Ercoli A, Delmas V, Gadonneix P, Fanfani F, Villet R, Paparella P, Mancuso S, Scambia G
Department of Gynecology, Catholic University, Rome, Italy.
Surg Radiol Anat. 2003 Jul-Aug;25(3-4):200-6. doi: 10.1007/s00276-003-0137-7. Epub 2003 Aug 9.
Radical hysterectomy represents the treatment of choice for FIGO stage IA2-IIA cervical cancer. It is associated with several serious complications such as urinary and anorectal dysfunction due to surgical trauma to the autonomous nervous system. In order to determine those surgical steps involving the risk of nerve injury during both classical and nerve-sparing radical hysterectomy, we investigated the relationships between pelvic fascial, vascular and nervous structures in a large series of embalmed and fresh female cadavers.
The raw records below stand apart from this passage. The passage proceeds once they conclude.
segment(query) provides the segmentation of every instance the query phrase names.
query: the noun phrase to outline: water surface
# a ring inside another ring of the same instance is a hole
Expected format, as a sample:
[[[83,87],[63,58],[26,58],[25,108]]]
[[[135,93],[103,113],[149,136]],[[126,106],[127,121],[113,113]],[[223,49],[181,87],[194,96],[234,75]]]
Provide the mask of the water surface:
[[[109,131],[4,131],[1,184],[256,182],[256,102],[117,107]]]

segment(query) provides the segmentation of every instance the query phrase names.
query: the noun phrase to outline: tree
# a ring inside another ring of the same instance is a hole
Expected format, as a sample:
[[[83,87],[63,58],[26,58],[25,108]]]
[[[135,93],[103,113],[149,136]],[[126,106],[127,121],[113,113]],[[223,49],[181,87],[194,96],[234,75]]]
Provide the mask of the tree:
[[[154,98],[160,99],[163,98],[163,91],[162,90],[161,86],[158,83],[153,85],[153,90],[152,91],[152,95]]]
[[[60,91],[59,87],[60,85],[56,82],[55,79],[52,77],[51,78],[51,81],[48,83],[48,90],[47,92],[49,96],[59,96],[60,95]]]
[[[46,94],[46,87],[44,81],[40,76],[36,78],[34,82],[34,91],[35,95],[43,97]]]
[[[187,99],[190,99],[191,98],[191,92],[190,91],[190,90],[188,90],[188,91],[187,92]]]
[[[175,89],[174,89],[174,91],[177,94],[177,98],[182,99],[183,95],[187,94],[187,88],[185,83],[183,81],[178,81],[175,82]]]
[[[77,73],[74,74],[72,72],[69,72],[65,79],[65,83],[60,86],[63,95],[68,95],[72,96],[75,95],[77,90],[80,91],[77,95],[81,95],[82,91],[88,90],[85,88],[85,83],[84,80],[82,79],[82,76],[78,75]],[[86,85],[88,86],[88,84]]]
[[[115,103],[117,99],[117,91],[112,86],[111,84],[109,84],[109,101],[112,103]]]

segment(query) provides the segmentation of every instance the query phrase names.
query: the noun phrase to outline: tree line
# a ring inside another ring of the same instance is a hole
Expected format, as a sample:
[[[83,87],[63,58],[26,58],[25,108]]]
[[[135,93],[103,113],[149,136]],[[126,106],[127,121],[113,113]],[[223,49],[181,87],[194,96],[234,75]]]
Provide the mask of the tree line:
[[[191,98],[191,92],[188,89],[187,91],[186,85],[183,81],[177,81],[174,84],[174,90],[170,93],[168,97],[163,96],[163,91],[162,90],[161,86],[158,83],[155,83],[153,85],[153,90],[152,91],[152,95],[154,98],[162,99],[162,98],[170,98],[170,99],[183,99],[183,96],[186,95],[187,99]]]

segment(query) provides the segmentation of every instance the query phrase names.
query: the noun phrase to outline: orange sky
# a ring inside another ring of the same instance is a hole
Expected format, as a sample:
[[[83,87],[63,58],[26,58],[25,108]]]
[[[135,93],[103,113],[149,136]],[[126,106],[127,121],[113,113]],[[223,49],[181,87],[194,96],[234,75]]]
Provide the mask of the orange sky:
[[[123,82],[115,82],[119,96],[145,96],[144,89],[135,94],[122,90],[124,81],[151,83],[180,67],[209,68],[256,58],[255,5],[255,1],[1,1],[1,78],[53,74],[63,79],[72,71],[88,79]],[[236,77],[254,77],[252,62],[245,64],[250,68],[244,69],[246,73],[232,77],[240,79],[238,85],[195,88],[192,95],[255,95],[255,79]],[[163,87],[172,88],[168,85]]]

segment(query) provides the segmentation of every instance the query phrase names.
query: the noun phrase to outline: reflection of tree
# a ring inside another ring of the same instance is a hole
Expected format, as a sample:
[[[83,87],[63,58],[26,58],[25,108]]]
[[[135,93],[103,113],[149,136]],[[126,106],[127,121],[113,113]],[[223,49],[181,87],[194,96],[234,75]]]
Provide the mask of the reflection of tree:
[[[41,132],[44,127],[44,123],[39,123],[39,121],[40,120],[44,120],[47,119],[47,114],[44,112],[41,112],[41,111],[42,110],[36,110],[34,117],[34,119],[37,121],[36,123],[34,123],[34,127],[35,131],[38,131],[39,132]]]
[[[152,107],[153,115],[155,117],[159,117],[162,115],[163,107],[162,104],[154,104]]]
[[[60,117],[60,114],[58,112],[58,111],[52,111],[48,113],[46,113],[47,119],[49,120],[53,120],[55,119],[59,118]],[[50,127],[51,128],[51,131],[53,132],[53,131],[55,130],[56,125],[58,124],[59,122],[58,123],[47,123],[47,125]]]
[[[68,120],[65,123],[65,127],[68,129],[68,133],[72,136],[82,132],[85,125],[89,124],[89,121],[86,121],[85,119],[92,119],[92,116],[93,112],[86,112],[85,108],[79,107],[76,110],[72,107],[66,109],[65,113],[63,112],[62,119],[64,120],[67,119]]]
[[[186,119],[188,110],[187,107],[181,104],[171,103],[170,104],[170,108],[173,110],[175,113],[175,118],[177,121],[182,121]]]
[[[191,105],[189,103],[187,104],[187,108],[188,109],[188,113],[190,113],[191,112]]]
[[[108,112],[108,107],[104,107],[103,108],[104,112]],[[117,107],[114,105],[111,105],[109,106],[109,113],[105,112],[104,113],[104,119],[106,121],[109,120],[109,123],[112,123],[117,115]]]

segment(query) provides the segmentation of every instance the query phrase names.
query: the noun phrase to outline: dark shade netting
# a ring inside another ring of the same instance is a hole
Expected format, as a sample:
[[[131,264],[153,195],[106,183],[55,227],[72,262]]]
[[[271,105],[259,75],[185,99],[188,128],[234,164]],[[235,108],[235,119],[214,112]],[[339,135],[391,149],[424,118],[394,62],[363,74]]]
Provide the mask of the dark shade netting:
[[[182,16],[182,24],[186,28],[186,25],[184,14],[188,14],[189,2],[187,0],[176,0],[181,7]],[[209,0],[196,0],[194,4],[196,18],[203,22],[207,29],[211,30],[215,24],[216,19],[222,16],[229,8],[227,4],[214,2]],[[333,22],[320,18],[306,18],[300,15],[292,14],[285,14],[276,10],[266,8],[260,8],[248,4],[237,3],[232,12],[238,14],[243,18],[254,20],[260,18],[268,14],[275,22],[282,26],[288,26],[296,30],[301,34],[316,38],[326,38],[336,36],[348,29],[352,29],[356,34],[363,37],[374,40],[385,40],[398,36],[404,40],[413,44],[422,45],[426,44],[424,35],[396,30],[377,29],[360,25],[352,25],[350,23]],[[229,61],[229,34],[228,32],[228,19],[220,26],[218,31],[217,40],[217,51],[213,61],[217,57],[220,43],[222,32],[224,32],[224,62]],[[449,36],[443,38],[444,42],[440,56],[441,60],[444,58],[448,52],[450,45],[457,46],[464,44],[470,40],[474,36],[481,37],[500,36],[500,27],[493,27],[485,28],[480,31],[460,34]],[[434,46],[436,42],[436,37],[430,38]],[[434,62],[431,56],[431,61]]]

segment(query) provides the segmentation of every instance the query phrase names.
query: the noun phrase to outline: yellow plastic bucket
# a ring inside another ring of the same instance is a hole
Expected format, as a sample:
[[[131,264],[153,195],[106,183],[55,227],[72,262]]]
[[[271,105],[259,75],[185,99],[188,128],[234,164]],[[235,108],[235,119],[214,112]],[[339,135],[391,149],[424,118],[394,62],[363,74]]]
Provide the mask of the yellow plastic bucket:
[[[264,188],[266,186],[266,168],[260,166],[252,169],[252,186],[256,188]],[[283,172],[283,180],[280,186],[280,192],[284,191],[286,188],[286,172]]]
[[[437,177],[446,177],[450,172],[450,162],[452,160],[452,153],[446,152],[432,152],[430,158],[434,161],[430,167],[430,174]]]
We showed that the extent of potential denervation after classical radical hysterectomy is directly correlated with the radicality of the operation. The surgical steps that carry a high risk of nerve injury are the resection of the uterosacral and vesicouterine ligaments and of the paracervix. A nerve-sparing approach to radical hysterectomy for cervical cancer is feasible if specific resection limits, such as the deep uterine vein, are carefully identified and respected. However, a nerve-sparing surgical effort should be balanced with the oncological priorities of removal of disease and all its potential routes of local spread.
根治性子宫切除术是国际妇产科联盟(FIGO)IA2-IIA期宫颈癌的首选治疗方法。它会引发多种严重并发症,比如因自主神经系统手术创伤导致的泌尿和肛门直肠功能障碍。为了确定在经典根治性子宫切除术和保留神经的根治性子宫切除术中涉及神经损伤风险的手术步骤,我们在大量经过防腐处理的新鲜女性尸体中研究了盆筋膜、血管和神经结构之间的关系。我们发现,经典根治性子宫切除术后潜在去神经支配的范围与手术的根治程度直接相关。具有高神经损伤风险的手术步骤是切除子宫骶韧带、膀胱子宫韧带和子宫颈旁组织。如果能仔细识别并遵循特定的切除界限,如子宫深静脉,那么保留神经的宫颈癌根治性子宫切除术方法是可行的。然而,保留神经的手术努力应与切除疾病及其所有潜在局部扩散途径的肿瘤学优先事项相平衡。